5 Ways to Enhance your HS4CC Program

  1. Every science class should have a lab! It doesn’t have to be formal, it doesn’t have to be expensive or thorough, and it doesn’t even have to line up perfectly with your textbook. Simply select (or let your teen select) a few interesting experiments or projects to help them learn. College credit or high school credit isn’t the point- the point is getting in there and testing a hypothesis!
  2. Study abroad at home. While it may be impractical (and expensive) to take a trip out of the country, get creative and reinvent what “study abroad” looks like during Coronavirus. Based on the culture your teen is studying, have them spend two weeks living the life as they would in the country of their choice. From curating a playlist on Spotify, watching special movies, cooking and eating special foods, and even creating art- there are a lot of ways to DIY an experience to remember.
  3. Bootstrap a small business. Ditch the notion that starting a business has to be a big, expensive, formal venture. All of my kids (and I mean ALL OF THEM) have operated at least a dozen small businesses from the time they were single digits. From making and selling dog treats door to door, to gumball machines at the BMX bike shop, there is nothing that teaches you more about customer service and how the world works than starting a small business.
  4. Volunteer. When I looked for other parents who were brining college credit into their homeschool, I came up empty. The organization I wanted to belong to didn’t exist – until it did! Build something around your passion and others will find you. I still make time to volunteer for other causes, but I faithfully serve my homeschooling community everyday through the Homeschooling for College Credit community. Volunteering can be as simple as sharing your gifts once in a while, or on a regular basis. Formal or informal, but the experience is invaluable!
  5. Field trips. Field trips, like science labs, are lost on the young!

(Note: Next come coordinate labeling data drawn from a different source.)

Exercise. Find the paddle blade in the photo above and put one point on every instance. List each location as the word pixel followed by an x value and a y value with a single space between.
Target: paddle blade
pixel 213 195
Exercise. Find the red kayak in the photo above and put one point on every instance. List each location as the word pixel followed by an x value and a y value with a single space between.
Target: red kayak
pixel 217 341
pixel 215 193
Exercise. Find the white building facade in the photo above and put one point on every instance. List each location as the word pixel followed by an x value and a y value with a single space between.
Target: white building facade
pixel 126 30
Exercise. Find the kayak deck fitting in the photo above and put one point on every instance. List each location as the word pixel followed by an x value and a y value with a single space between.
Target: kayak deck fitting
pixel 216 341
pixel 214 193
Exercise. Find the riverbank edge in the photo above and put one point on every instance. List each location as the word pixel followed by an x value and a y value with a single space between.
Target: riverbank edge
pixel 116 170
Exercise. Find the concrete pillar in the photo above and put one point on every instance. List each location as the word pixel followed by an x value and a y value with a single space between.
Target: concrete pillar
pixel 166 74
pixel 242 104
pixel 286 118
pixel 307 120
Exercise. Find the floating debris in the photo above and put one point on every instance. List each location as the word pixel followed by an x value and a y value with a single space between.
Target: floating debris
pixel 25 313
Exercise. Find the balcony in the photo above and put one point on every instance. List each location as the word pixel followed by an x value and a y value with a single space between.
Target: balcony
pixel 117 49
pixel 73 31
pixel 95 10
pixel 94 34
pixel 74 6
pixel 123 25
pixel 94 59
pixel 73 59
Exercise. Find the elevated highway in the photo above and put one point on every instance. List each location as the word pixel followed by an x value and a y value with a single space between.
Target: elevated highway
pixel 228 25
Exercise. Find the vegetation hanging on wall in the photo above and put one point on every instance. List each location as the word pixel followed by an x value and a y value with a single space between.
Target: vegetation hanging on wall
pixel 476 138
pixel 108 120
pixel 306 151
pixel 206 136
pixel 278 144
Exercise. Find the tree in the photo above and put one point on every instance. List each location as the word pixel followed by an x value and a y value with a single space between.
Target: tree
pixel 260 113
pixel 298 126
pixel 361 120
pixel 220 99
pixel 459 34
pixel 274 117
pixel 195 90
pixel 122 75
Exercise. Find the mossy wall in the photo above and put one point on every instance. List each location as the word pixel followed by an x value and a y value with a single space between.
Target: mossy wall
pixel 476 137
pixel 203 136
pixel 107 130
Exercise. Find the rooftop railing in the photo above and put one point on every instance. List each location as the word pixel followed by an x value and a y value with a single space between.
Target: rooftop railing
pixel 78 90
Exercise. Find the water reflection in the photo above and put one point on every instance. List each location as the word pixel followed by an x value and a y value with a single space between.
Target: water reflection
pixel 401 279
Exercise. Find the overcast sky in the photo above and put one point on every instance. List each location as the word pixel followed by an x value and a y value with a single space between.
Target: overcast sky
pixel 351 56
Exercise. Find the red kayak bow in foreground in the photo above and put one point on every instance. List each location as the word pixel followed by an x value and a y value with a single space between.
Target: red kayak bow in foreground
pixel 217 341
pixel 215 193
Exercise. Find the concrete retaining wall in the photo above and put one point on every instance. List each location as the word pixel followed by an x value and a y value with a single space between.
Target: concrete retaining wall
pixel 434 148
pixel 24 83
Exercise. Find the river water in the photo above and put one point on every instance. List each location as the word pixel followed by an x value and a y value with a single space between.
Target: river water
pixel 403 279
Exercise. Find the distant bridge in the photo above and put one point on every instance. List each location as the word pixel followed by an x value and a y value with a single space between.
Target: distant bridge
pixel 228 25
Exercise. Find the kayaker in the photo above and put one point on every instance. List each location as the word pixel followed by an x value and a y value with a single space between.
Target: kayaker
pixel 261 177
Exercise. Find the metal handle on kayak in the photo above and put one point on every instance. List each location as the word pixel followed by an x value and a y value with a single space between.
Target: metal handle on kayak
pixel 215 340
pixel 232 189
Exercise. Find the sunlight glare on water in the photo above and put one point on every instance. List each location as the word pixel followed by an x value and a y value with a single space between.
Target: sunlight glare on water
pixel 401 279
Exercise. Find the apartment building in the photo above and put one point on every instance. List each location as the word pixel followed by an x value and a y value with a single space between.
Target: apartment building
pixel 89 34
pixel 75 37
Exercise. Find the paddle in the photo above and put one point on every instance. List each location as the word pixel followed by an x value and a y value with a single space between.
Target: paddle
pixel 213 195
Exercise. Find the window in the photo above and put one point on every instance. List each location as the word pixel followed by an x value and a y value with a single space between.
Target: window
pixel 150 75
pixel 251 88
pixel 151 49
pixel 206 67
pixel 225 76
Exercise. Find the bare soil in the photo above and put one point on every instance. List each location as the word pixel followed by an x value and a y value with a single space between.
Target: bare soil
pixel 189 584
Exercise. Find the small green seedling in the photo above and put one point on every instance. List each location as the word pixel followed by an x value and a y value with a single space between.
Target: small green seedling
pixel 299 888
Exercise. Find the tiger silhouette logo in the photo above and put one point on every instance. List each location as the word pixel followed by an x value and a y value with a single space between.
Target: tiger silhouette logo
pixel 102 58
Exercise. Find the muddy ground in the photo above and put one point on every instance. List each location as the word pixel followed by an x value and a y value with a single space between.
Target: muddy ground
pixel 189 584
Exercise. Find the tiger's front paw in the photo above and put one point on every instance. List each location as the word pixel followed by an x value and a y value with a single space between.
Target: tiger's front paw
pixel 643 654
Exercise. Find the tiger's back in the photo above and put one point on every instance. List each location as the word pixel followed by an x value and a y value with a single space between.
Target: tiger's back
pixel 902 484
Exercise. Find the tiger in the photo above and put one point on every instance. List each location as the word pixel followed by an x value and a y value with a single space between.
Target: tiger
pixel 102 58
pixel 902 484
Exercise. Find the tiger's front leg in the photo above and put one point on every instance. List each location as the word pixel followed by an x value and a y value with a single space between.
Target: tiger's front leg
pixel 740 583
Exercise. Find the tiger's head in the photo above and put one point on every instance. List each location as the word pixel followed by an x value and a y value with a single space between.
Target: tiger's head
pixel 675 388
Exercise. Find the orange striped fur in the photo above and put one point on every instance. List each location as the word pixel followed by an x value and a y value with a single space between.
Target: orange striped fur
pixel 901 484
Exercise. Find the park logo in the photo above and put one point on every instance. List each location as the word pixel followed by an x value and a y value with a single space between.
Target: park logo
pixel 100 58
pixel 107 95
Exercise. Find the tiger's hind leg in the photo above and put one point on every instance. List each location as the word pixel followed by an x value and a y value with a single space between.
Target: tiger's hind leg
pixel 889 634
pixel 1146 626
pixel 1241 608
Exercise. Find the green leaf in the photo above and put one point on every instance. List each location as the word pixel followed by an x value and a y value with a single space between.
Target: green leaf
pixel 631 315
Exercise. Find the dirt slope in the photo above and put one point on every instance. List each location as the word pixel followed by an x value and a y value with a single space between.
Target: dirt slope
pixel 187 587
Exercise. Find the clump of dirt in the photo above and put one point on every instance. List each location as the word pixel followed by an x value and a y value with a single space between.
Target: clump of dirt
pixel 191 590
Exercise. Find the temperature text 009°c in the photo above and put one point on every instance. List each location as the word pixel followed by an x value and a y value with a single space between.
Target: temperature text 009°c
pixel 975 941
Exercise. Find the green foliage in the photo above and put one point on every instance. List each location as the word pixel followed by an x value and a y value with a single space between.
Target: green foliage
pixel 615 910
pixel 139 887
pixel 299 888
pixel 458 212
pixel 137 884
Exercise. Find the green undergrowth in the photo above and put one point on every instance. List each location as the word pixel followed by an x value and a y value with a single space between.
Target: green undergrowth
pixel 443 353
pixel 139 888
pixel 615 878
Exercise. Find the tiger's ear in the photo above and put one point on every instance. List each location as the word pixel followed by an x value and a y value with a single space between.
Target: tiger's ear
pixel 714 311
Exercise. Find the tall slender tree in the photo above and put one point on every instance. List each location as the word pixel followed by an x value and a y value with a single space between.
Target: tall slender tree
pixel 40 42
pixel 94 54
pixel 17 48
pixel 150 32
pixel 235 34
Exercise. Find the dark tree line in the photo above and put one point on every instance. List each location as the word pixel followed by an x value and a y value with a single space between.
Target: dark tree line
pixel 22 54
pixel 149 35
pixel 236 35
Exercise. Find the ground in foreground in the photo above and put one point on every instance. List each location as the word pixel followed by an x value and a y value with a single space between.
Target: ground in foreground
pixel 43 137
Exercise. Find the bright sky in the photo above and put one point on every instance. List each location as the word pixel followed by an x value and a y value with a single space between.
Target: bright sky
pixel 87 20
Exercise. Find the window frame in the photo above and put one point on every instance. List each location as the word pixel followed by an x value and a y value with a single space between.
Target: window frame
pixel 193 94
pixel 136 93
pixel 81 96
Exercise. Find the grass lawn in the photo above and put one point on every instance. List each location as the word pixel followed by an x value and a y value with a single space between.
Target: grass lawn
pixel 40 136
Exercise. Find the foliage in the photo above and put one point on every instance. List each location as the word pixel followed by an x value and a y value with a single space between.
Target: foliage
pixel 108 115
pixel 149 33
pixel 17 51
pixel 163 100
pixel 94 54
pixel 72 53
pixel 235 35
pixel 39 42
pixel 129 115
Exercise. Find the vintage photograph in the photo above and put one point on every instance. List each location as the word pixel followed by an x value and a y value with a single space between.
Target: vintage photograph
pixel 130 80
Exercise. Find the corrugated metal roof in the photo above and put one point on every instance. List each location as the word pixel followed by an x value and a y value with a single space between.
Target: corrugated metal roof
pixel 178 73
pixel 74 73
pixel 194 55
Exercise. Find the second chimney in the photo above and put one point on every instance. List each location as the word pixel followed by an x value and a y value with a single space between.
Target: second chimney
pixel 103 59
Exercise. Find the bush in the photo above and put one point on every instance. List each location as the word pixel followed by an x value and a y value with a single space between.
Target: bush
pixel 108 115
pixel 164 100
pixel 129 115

Places of significance can be much more interesting when you’re an older teen than when you’re young.

Author:

Site Owner, Homeschooling for College Credit

One thought on “70-20-10 Model for Homeschoolers

  1. Hi! Interesting thoughts. Can you clarify “Field trips, like science labs, are lost on the young!”?
    I think, if children (primary or middle grades) are prepared, a field trip is not lost. Should the young not have field trips to the zoo, the waterfall, or different states or places they now know through history?